Sunday, August 20, 2023

A Neighbour's Landmark - a brief note

Following some melancholy family events which I won't go into here, I recently acquired a small selection of vintage books. These included a 1969 edition of The Professor Challenger Stories, a second copy of M.R.James's Abbeys and a volume of essays by A.A.Milne, entitled Not That It Matters (did you know he wrote anything other than Winnie the Pooh? I didn't). There was also a book which struck me as very similar to one I had read about in my very favourite M.R.James ghost story - "A Neighbour's Landmark." Here it is:


The book in the story is described as follows:
"I think we must all know the landscapes—are they by Birket Foster, or somewhat earlier?—which, in the form of wood-cuts, decorate the volumes of poetry that lay on the drawing-room tables of our fathers and grandfathers—volumes in ‘Art Cloth, embossed bindings’; that strikes me as being the right phrase. I confess myself an admirer of them, and especially of those which show the peasant leaning over a gate in a hedge and surveying, at the bottom of a downward slope, the village church spire—embosomed amid venerable trees, and a fertile plain intersected by hedgerows, and bounded by distant hills, behind which the orb of day is sinking (or it may be rising) amid level clouds illumined by his dying (or nascent) ray.
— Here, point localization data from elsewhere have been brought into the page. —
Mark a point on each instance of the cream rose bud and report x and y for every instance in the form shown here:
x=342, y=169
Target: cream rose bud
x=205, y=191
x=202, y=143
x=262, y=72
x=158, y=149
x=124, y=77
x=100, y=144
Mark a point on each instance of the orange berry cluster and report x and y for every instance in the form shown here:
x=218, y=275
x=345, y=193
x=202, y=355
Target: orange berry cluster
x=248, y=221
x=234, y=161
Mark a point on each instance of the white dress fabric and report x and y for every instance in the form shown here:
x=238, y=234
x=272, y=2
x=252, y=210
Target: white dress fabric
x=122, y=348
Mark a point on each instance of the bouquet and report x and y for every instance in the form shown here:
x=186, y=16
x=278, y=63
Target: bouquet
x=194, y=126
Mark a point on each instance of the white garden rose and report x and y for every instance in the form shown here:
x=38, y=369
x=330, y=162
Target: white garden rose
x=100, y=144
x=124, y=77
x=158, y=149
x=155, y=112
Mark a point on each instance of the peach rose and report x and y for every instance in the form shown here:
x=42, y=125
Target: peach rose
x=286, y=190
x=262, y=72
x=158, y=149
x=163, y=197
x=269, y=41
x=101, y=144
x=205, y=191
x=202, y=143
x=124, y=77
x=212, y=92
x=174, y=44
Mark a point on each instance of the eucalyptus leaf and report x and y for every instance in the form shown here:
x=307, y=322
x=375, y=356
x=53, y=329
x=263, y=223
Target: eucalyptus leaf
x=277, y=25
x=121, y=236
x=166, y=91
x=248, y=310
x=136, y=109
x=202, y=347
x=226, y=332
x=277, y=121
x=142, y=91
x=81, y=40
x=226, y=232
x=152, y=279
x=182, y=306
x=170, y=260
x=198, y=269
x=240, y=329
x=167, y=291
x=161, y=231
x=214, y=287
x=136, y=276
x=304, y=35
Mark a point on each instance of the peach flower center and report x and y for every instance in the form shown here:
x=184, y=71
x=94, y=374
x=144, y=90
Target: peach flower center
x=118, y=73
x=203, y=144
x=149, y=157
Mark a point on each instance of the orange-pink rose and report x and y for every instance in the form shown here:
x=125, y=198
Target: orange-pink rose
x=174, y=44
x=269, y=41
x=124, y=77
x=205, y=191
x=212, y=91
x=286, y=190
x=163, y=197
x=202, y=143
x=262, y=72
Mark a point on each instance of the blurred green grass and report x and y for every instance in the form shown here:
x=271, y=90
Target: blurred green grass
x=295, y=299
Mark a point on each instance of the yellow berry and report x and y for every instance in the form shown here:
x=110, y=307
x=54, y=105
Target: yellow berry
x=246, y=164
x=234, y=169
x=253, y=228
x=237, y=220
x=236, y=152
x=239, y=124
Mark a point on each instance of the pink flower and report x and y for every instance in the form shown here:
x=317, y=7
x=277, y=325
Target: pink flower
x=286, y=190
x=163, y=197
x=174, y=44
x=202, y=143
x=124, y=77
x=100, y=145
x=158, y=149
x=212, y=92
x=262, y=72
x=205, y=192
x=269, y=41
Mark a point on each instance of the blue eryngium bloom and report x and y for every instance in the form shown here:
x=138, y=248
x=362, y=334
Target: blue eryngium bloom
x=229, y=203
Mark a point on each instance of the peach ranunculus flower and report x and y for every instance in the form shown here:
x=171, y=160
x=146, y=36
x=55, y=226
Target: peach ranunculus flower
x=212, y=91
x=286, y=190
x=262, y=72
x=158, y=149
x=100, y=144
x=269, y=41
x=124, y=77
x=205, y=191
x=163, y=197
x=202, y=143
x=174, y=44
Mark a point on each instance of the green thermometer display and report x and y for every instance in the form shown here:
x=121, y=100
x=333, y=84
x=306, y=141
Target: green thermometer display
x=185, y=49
The expressions employed here are those which seem appropriate to the pictures I have in mind; and were there opportunity, I would try to work in the Vale, the Grove, the Cot, and the Flood. Anyhow, they are beautiful to me, these landscapes, and it was just such a one that I was now surveying. It might have come straight out of Gems of Sacred Song, selected by a Lady and given as a birthday present to Eleanor Philipson in 1852 by her attached friend Millicent Graves."

My "new old" book is not actually "Gems of Sacred Song" but something very similar: "The Sabbath: Sabbath Walks and Other Poems", and as you can see from the frontispiece, it is indeed illustrated by Birket Foster. 



I was really rather charmed to find that my new acquisition was so very Jamesian. I had a leaf through it and discovered that there were even a couple of illustrations very reminiscent of the one in the story (particularly this first one):




The protagonist of the story, of course, is interrupted in his contemplation of a Birket-Foster-style view over the countryside by a horrific and piercing shriek in one ear, which is repeated a few minutes later. I've always found the story particularly chilling, especially the horrid thought that if you were to linger about the site of Betton Wood too long, you might hear the scream a third time. Brrrr. 

Anyway, I thought I'd share! As for me, I love the book and am going to treasure it.